El término “daño colateral” se refiere a los perjuicios accidentales, no intencionales, causados a terceros como resultado de una operación militar, ya sea en sus bienes materiales o su integridad física. Estos daños han existido desde la más lejana antigüedad, pero el término como tal lo acuñó el ejército de los Estados Unidos en el contexto de la guerra de Vietnam. Actualmente su uso (literal o figurado) se ha ampliado a otros ámbitos, incluso en la medicina (donde son llamados “efectos adversos” de un medicamento, que en algunos casos pueden ser devastadores).
En la actual coyuntura sociopolítica de El Salvador, donde está vigente la medida constitucional del régimen de excepción desde marzo de 2022 para apresar a todos los miembros de las pandillas criminales, las autoridades han usado el término para referirse a aquellas personas capturadas erróneamente, sin ser miembros de dichas estructuras delincuenciales; es decir, son inocentes que psaron meses en prisión mientras se hacían las averiguaciones (algunos de los cuales llegaron a fallecer por diversas causas).
Se tiene entonces, por un lado, la presente política de seguridad del gobierno, que ha logrado desarticular casi por completo la actividad de las pandillas (con la subsiguiente reducción al mínimo de homicidios y demás delitos cometidos por estas estructuras); pero, en contraparte, también hay un conjunto de afectaciones a personas inocentes, producto de esa misma política.
¿Qué cabe hacer ante tal panorama? La verdad es que no existe una respuesta simple ni fácil.
Como punto de partida, sin faltar el respeto al dolor de las personas injustamente afectadas por la medida, es necesario aceptar que toda acción humana es susceptible de errores y que la probabilidad de cometerlos aumenta según sea el número de individuos involucrados en su implementación. Por supuesto, se trata de evitar estos yerros lo más que se pueda, pero en el campo de lo real se sabe que van a ocurrir y que se tendrá que lidiar con ellos.
Lo anterior crea la necesidad de hacer una evaluación permanente de la cuantía de los daños colaterales de la acción tomada, en contraposición a los beneficios objetivos y resultados de la misma.
Tomando como referencia la tasa de homicidios en El Salvador durante el periodo 2009-2018 (64 por cada 100,000 habitantes), en el país hubo aproximadamente 41,000 asesinatos en una década (casi 340 al mes, 11 al día). En contraparte, durante el régimen de excepción el promedio de homicidios ha bajado drásticamente a 2.3 por cada 100,000 habitantes. Ojo: pasar de 64 a 2 (o a lo sumo 3) no es cosa baladí, aparte de la reducción significativa de otros delitos graves como la extorsión.

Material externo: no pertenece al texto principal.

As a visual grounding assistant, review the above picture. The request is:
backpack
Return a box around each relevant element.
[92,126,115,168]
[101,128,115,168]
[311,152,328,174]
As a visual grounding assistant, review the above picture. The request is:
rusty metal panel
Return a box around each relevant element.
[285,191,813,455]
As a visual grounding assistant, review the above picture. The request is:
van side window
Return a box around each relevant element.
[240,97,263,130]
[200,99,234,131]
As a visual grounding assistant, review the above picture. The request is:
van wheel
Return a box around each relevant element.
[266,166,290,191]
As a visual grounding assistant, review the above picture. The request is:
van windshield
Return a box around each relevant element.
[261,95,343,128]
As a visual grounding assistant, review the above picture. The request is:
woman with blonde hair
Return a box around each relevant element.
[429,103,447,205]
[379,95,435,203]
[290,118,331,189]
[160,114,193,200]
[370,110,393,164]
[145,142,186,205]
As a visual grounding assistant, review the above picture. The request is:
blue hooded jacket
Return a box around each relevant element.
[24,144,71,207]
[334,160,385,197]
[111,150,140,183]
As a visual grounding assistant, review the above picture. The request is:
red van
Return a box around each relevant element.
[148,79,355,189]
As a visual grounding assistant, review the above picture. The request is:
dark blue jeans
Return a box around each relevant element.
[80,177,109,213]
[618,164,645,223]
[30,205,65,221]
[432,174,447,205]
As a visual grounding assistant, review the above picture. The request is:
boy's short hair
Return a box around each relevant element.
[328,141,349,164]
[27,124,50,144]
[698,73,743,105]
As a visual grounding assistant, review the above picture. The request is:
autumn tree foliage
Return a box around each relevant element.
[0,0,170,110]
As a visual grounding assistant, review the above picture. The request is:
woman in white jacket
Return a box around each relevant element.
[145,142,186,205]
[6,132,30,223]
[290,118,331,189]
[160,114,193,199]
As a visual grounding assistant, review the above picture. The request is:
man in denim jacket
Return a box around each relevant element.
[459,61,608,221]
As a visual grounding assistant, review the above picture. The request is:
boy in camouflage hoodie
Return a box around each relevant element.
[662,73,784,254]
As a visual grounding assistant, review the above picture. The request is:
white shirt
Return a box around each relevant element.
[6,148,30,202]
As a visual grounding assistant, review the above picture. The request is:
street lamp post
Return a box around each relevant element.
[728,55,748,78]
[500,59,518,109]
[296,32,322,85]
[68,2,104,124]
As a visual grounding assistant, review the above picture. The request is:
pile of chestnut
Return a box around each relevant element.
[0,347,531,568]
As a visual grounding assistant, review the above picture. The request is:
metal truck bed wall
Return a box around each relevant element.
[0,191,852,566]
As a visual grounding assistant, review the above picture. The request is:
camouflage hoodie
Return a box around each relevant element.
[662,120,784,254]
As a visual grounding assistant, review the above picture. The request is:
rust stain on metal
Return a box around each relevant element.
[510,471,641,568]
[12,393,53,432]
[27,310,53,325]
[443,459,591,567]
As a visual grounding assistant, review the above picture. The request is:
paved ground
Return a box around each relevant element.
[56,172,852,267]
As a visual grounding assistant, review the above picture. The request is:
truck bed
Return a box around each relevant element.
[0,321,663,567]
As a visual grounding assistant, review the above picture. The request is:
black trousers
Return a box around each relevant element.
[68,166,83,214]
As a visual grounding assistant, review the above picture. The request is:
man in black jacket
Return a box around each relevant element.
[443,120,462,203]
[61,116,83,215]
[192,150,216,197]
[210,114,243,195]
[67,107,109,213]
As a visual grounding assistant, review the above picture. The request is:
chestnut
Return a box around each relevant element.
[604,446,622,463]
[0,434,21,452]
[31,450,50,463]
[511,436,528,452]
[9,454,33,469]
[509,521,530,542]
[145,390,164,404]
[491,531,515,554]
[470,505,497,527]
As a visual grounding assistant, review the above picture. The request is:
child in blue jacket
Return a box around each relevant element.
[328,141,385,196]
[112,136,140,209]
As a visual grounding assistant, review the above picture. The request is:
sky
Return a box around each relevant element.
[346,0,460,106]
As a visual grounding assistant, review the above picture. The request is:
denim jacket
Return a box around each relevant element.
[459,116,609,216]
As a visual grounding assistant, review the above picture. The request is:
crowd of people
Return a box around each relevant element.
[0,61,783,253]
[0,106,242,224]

Visto en una perspectiva temporal y desde un ángulo inverso, numéricamente hablando, el costo estimado en vidas humanas por no aplicar esta política de seguridad (bajo el argumento de sus imperfecciones) habría sido de 4,100 asesinatos anuales, aparte de continuar sin esperanza en la debacle social de las décadas anteriores.
Ahora bien: está claro que estos datos, aunque objetivos, no resuelven el dolor de los inocentes que han sufrido directamente los daños colaterales, pues ninguna explicación alivia el sufrimiento de las personas capturadas injustamente, tampoco de sus familiares.
No obstante, al ser la aplicación de esta política de seguridad una decisión consciente en defensa de la ciudadanía en general, el Estado debe redoblar esfuerzos para minimizar los errores en su aplicación y, además, considerar a futuro hacer una reparación simbólica de los daños colaterales, en los casos que corresponda.